I suspect that either you got the finish off the dark areas and stain soaked in, or verse visa. But you need to strip everything and start over. Then seal with a marine poly. Minwax Helmsman is one.


----------



## Sanding (Sep 12, 2010)

Thank you for the input. There is a 6 foot coverage on the porch. I feel pretty confident that I removed all of the stain except above the door knob locations, and I did that after the picture I uploaded. I have come to the conclusion that the stripper isn't effective enough for my application so my multi-tool with sanding attachment seems to be doing the job along with the palm sander. I am not sure how to determine if the sidelight is a veneer or not, so I am assuming it is so I don't remove too much of the oak. Based on your response on the darkness accentuating the light blemish in the door, I will probably keep the same color and treat certain areas. 

It was suggested that I use wood bleach on the very dark areas of the sidelight to lighten the wood, and mix stain with wood-filler where the lower damage was. 

Will the door be inconsistent in color due to the previous application in comparison to when I re-stain the sidelight?

I am a novice at this, so I am treading very carefully.


Thanks again for the input.


----------



## sketel (Sep 15, 2010)

*blend it well before you finish*

I think I did not explain myself clearly in part of my above post. I was referring to the tendency that most finishes have of accentuating any imperfections in the stain job. For instance, if you stain the top half of the door completely and then do the bottom half, there will be a line that could be barely noticeable without finish but once the finish is on, it will become very apparent. A darker stain will help you blend everything together. Just remember to be very fastidious about getting everything to blend perfectly before you apply your finish. Sometimes you can blend problem areas by rubbing it with a rag soaked with stain and a little lacquer thinner. 
About using wood filler: Sometimes you need to use a slightly different shade of stain to properly match the stained door.

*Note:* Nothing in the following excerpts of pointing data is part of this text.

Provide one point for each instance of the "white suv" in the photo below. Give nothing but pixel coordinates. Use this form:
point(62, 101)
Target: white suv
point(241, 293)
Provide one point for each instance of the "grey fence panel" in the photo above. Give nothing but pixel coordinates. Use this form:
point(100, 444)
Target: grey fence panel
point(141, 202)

So you have to have a test piece to see what the stain will look like on oak and mix stain with your wood filler to match that since you are going to be applying and sanding the wood filler before you stain the door.


----------



## jack warner (Oct 15, 2010)

this is my expertise. ive been refinishing entry doors for many yrs.lets start with the jam,,,,it looks like its laminated and is delaminating. its gone. paint is your only option, you should still strip it. the dark stain on the sidelight is not good. it could be bleached but since the jam should be painted, so should the side light.the door looks like it can be saved, depending on how much wood loss ( wrot ) is on the bottom.
strip the hole thig with jasco stripper. sand ( lightly on the door ) with 220 g paper. your gonna have to stain the door a darker stain than the golden oak it is now in order to get an even look witch will require toneing with a spray gun. fill cracks and problem area's with bondo then prime with a good primer sealer and paint. this is door i would recoment to replace. good luck


----------



## cabinetman (Jul 5, 2007)

jack warner said:


> this is my expertise. ive been refinishing entry doors for many yrs.

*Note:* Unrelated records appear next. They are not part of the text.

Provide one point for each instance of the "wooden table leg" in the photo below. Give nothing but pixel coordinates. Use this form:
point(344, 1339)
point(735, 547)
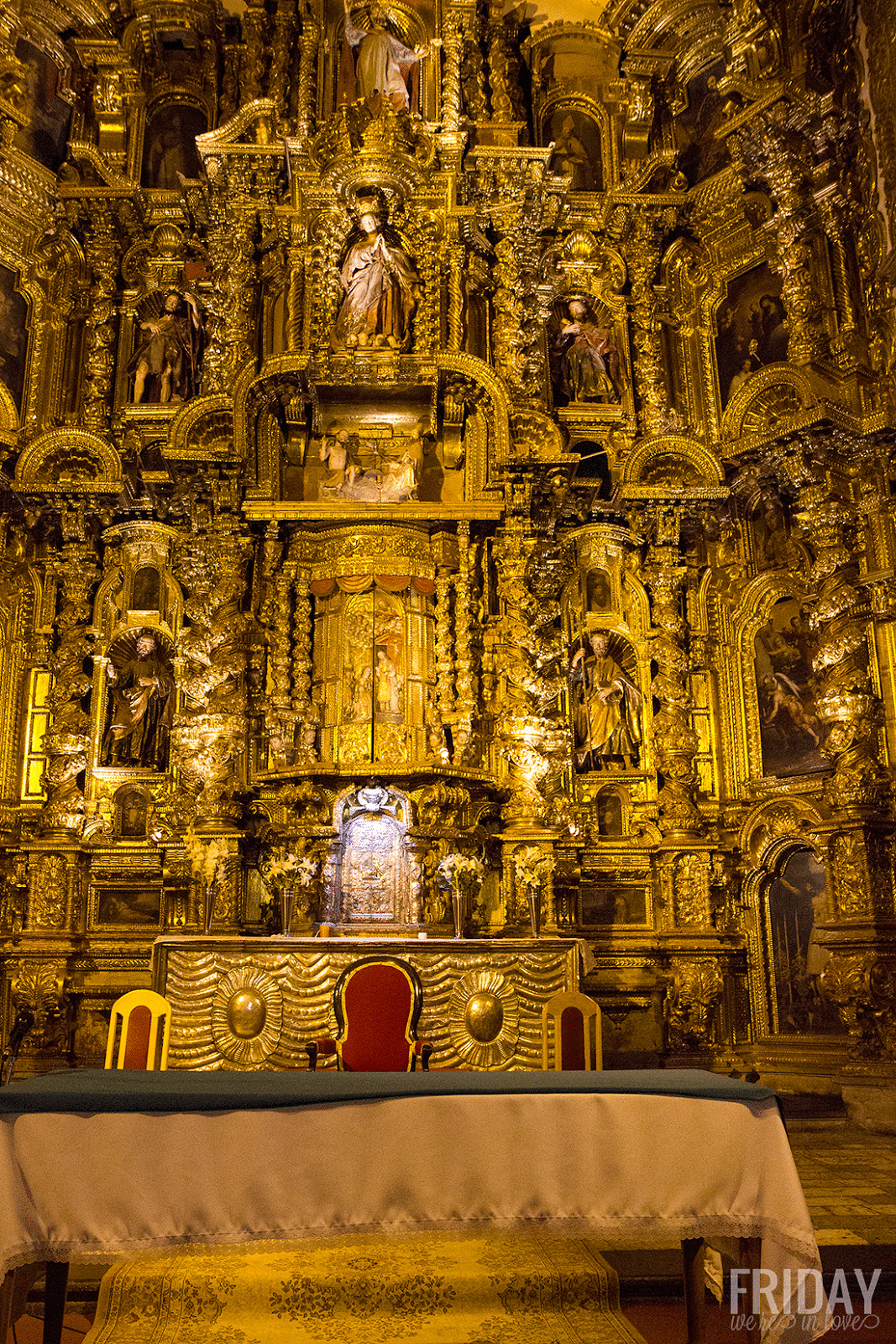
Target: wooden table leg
point(6, 1303)
point(692, 1252)
point(54, 1300)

It's a relief to know that suggestions are made from someone with an "expertise".



jack warner said:


> lets start with the jam,,,,it looks like its laminated and is delaminating. its gone. paint is your only option, you should still strip it. the dark stain on the sidelight is not good. it could be bleached but since the jam should be painted, so should the side light.the door looks like it can be saved, depending on how much wood loss ( wrot ) is on the bottom.

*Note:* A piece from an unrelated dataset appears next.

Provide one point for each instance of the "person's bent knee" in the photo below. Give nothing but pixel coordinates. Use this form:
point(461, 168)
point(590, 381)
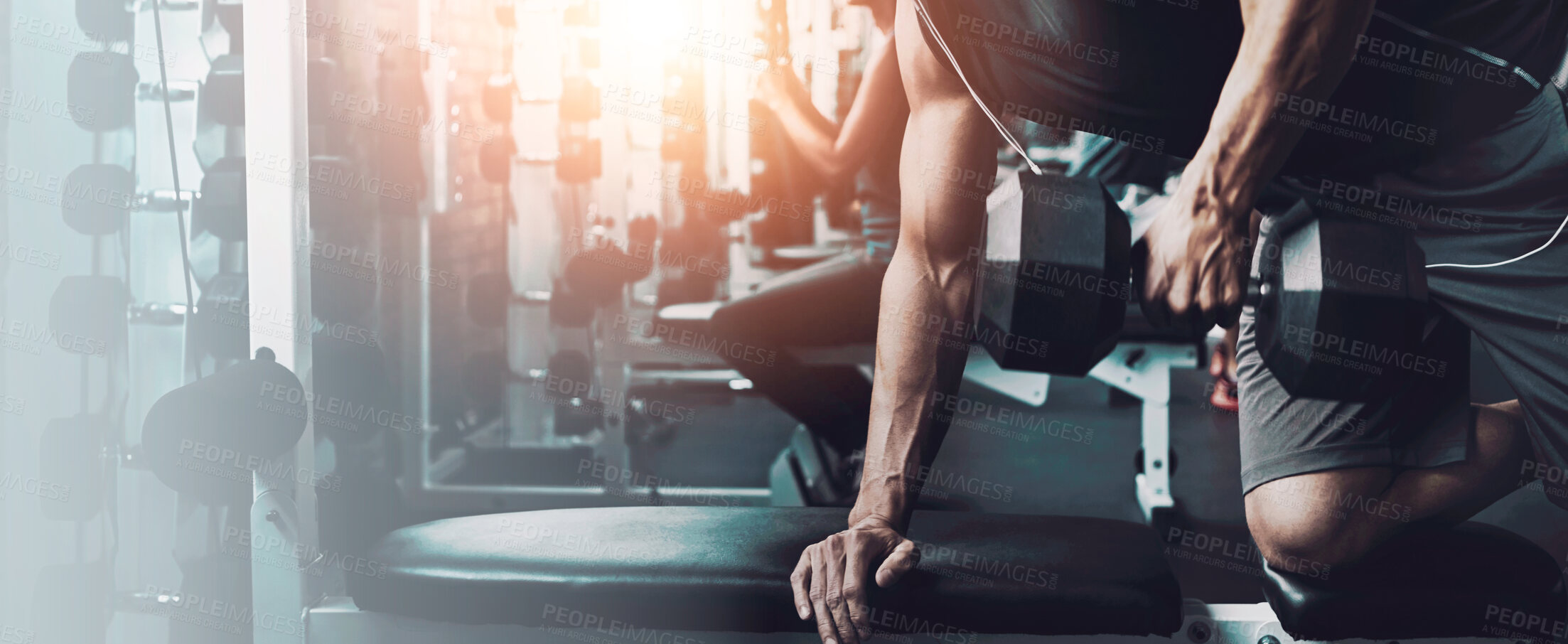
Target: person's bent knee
point(1300, 524)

I'm sort of confused at this evaluation, as the jamb hasn't been determined to be "laminated". Jambs are solid wood in most all cases, and if there is more than one section of wood, it may be called "laminated" by someone outside of the building trades, but not in the sense of layered veneer thicknesses making up the thickness of the jamb.

This type of repair is very common in that stripping all finish from the wood, and then sanding to bare wood would be a start. For darkened areas, bleach could be used to lighten the area. For any rotted wood, or missing wood, shaped wood sections to fit make for a very unobtrusive repair. 

Once sanded, the entire door, framing and sidelight can be stained. Depending on how much maintenance can be dedicated to its upkeep, would determine what type of final finish would be applied. 

Sometimes I just ramble on, so excuse me.












 





.
.


----------



## jack warner (Oct 15, 2010)

very true, boards that are spliced together are called finger jointed and with stain grade matirial are always laminated. the theory of finger joining is to minimize worping. even if you jam is not laminated your going to have to remove splintered and pealing area's like u have.
now the problem is any wood filler you use is going to stain darker and with no grain, so after you will need to seal patch and do a bit of faux grain with stain.
now bleaching does not mean laundry bleach, its a 2 part process made for wood. play with it, your not gonna make things much worse. the only reason i recomend painting jam and sidelight is you have a tough task for little experience


----------



## Sanding (Sep 12, 2010)

*Exterior Oak Door*

Everybody,

Thanks for your responses. I ended up using wood bleach, and putty on the areas that had splitting,sanded down, applied 2 coats of varnish, and today the first coat of clear. The wife is happy with preliminary results, so I will apply a few more coats of clear, and then be done.
I will show pictures soon.

Thanks again.


----------



## Sanding (Sep 12, 2010)

Hi Folks,

Here are the pictures of the finished door. Thanks to all of you for your assistance.

I do have a few final questions. 

What is the best way to clean any spar urethane off of the stain glass? I tried the non-scratch scrubby, with mineral spirits but feel like it will scratch it. I also tried a razor blade to scrape it off.

Also how to remove the stain on the metal strip under the sidelight.

Thanks again.


----------



## woodnthings (Jan 24, 2009)

*Very Nice!*

Another treasure that has been resuscitated by the use of hard work, sage advice and determination...well I donno about the advice? :laughing: bill


----------



## cabinetman (Jul 5, 2007)

Sanding said:


> What is the best way to clean any spar urethane off of the stain glass? I tried the non-scratch scrubby, with mineral spirits but feel like it will scratch it. I also tried a razor blade to scrape it off.
> 
> Also how to remove the stain on the metal strip under the sidelight.
> 
> Thanks again.



The finish came out nice...looks good. You can use lacquer thinner to remove both. If not use acetone. If the metal strip is painted, it will remove the paint. Likewise, be careful around the wood. If the glass in the lite is colored instead of surface tinted, you're OK.












 









.


----------